Rwanda, genocide. More outrageous than his I-did-not-have-sex-with-that-woman lie was the whopper he told when he visited Rwanda in 1998. Four years earlier, the nation had experienced a genocide in which half a million people, mainly of the Tutsi minority, were slaughtered over three months by Hutu extremists. During his 1998 tour of Africa, Clinton touched down in Rwanda for a few hours and issued sort of an apology. He acknowledged that his administration had done little to stem the mass murder and explained, “All over the world there were people like me sitting in offices who did not fully appreciate the depth and speed with which you were being engulfed by this unimaginable terror.” That was utterly disingenuous. Intelligence and media reports had fully reported the nightmare under way in Rwanda. Human-rights activists in Washington were pounding on the doors of 1600 Pennsylvania demanding action and suggesting options. But the Clinton White House even declined to label the massacre a “genocide,” for doing so would have forced the administration, under international law, to take direct steps to halt the killings. After the disaster in Somalia, Clinton had no stomach for another messy conflict in Africa. As a recent report of the non-governmental National Security Archive notes, “That the Clinton administration decided against intervention at any level was not for lack of knowledge of what was happening in Rwanda.” What, then, inhibited Clinton in 1994? If he provided these unsavory details, he could truly serve history.

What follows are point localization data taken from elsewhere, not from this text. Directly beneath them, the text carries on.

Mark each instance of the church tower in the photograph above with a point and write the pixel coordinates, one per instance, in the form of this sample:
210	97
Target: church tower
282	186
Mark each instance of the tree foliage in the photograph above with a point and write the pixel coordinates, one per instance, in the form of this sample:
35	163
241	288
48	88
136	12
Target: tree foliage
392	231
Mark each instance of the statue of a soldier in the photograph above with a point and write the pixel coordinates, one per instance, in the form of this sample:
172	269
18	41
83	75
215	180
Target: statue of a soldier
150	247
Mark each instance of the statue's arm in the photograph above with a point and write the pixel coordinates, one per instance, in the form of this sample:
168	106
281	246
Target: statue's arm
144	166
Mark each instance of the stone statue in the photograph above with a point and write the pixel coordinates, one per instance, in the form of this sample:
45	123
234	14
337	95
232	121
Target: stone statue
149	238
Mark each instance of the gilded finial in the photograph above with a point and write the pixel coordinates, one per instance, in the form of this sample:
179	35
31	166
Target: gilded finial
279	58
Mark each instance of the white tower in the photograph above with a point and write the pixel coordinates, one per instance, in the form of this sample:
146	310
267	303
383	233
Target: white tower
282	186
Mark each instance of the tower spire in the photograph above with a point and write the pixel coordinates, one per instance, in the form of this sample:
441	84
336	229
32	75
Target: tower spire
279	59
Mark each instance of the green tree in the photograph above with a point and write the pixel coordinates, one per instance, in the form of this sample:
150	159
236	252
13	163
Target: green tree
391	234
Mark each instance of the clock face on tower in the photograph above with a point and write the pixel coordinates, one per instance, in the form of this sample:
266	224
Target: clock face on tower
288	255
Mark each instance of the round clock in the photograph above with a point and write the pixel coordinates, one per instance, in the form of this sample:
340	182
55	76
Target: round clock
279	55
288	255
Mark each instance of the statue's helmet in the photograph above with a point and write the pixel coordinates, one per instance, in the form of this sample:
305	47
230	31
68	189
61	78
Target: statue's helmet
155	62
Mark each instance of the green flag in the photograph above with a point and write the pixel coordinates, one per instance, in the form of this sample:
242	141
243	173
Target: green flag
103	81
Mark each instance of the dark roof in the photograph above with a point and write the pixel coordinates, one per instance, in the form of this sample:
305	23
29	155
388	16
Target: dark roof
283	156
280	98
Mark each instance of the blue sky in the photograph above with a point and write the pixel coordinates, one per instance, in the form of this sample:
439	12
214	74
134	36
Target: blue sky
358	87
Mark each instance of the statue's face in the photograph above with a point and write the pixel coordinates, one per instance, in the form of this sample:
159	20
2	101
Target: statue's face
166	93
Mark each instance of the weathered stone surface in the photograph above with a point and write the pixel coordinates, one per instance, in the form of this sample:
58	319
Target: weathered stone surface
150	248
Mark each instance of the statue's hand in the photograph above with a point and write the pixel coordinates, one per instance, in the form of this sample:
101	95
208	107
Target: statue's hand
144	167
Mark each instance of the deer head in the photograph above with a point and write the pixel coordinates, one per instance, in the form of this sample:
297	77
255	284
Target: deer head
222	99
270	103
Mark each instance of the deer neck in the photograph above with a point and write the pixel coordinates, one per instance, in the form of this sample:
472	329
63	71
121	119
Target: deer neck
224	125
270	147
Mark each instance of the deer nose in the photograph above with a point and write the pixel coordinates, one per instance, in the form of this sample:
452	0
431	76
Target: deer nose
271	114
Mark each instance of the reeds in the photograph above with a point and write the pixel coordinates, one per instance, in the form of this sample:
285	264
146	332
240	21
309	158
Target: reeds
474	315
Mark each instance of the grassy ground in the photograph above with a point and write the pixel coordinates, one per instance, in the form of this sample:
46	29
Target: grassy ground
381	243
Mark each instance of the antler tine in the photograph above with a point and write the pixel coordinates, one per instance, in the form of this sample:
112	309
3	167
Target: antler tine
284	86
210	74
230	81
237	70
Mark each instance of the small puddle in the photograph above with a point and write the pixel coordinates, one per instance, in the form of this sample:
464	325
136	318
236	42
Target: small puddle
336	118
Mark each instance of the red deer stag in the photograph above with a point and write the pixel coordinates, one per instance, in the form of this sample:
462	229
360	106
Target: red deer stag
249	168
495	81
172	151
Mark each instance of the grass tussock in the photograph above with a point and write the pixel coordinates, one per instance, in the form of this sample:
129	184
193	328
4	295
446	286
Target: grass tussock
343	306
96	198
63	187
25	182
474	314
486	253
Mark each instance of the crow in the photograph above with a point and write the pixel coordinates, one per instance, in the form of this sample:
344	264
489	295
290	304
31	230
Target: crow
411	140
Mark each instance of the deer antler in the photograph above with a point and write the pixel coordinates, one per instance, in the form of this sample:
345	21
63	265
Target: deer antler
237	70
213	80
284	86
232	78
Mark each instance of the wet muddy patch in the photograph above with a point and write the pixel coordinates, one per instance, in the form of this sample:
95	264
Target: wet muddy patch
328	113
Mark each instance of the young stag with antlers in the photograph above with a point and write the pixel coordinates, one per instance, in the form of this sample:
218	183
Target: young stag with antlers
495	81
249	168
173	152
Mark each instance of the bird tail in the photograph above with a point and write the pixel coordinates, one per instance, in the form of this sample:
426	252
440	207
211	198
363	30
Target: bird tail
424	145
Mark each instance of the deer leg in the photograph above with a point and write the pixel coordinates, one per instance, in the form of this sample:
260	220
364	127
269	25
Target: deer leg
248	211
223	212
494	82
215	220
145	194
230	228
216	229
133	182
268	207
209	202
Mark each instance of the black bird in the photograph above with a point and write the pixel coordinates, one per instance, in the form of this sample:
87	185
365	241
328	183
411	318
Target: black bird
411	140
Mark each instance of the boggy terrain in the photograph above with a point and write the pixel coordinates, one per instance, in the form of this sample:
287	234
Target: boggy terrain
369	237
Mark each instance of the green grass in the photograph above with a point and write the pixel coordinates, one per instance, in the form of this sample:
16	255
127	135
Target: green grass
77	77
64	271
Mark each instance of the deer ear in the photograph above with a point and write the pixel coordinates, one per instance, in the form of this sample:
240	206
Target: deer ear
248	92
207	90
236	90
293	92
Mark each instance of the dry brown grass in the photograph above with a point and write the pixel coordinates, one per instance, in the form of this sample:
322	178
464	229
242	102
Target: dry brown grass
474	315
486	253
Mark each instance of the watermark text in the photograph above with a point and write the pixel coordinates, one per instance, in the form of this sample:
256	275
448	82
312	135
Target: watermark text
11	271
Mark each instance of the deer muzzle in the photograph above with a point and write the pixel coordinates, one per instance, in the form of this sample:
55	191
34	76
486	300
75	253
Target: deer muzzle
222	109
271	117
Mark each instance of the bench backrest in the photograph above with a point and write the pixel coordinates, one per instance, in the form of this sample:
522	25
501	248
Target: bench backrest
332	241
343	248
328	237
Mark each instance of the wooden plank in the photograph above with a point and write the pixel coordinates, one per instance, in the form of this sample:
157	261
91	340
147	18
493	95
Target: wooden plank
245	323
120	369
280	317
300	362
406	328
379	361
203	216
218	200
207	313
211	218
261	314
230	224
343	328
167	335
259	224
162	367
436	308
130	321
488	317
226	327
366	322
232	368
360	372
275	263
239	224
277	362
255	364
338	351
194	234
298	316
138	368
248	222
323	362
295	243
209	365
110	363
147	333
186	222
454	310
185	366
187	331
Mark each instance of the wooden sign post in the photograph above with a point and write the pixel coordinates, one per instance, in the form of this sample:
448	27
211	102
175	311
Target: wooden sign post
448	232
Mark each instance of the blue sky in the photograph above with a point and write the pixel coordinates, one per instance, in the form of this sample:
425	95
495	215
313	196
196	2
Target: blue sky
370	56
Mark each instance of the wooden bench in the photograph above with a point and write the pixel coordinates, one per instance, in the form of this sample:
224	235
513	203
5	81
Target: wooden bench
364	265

Criminal-justice policy, incarceration rates. In a farewell interview with Rolling Stone in the fall of 2000, Clinton, responding to high rates of incarceration, noted, “We really need an examination of our entire prison policy.” But as president, Clinton, who had a hankering for signing lock-’em-up crime bills, enacted what the Center on Juvenile and Criminal Justice called “arguably the most punitive platform on crime in the last two decades.” The policies that went into action during his administration led to the largest increase in the prison population of any president in U.S. history. The number of inmates rose by 673,000 in the Clinton years — 225,000 more than the boost that occurred when Reagan was president. Will Clinton acknowledge any errors on this front?

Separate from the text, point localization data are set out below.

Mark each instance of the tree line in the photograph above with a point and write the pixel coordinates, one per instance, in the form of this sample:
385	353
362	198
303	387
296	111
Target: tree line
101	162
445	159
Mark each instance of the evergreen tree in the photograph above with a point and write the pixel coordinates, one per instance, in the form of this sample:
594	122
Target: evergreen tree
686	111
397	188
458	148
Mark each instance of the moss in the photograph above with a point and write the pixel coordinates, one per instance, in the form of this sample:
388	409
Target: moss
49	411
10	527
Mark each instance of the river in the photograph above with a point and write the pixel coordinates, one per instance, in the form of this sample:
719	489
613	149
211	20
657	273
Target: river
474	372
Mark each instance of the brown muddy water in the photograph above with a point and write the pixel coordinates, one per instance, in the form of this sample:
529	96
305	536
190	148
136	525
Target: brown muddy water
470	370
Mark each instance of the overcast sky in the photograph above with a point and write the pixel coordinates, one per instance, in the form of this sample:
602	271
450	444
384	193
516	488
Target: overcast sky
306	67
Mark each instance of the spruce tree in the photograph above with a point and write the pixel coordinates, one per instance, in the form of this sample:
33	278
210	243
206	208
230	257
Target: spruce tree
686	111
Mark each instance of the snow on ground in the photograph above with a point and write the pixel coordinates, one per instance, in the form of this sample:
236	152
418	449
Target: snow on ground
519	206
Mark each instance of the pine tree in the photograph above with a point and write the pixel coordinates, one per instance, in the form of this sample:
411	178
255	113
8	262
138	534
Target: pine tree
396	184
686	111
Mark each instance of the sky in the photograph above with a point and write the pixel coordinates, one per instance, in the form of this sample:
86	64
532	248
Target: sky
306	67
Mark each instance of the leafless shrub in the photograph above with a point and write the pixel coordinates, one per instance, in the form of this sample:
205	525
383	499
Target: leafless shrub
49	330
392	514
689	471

Oh, there’s so much more: all the gates — Travelgate, Filegate, Lincoln Bedroomgate. Will he reveal anything new about Whitewater, Paula Jones, Juanita Broaddrick, Kathleen Willey? Admit that he misled the nation regarding Gennifer Flowers? Tell us whether the cruise-missile attacks he launched against targets in Sudan and Afghanistan were unrelated to his grand-jury troubles? Sure, he’ll hail the 22 million jobs while he was in the White House, his successes in Bosnia and Kosovo, his near successes in the Middle East and Northern Ireland. But will he defend the Democrats’ sleazy fund-raising that transpired while he led the party? Explain the unexplainable last-minute pardon of Marc Rich, a fugitive financier? Nearly 1,000 pages should provide Clinton the opportunity to cover fully the known and not-so-known highs and lows of his roller-coaster years in the White House. But I suspect that even at this great length, the book will leave a discerning reader with as many questions as answers.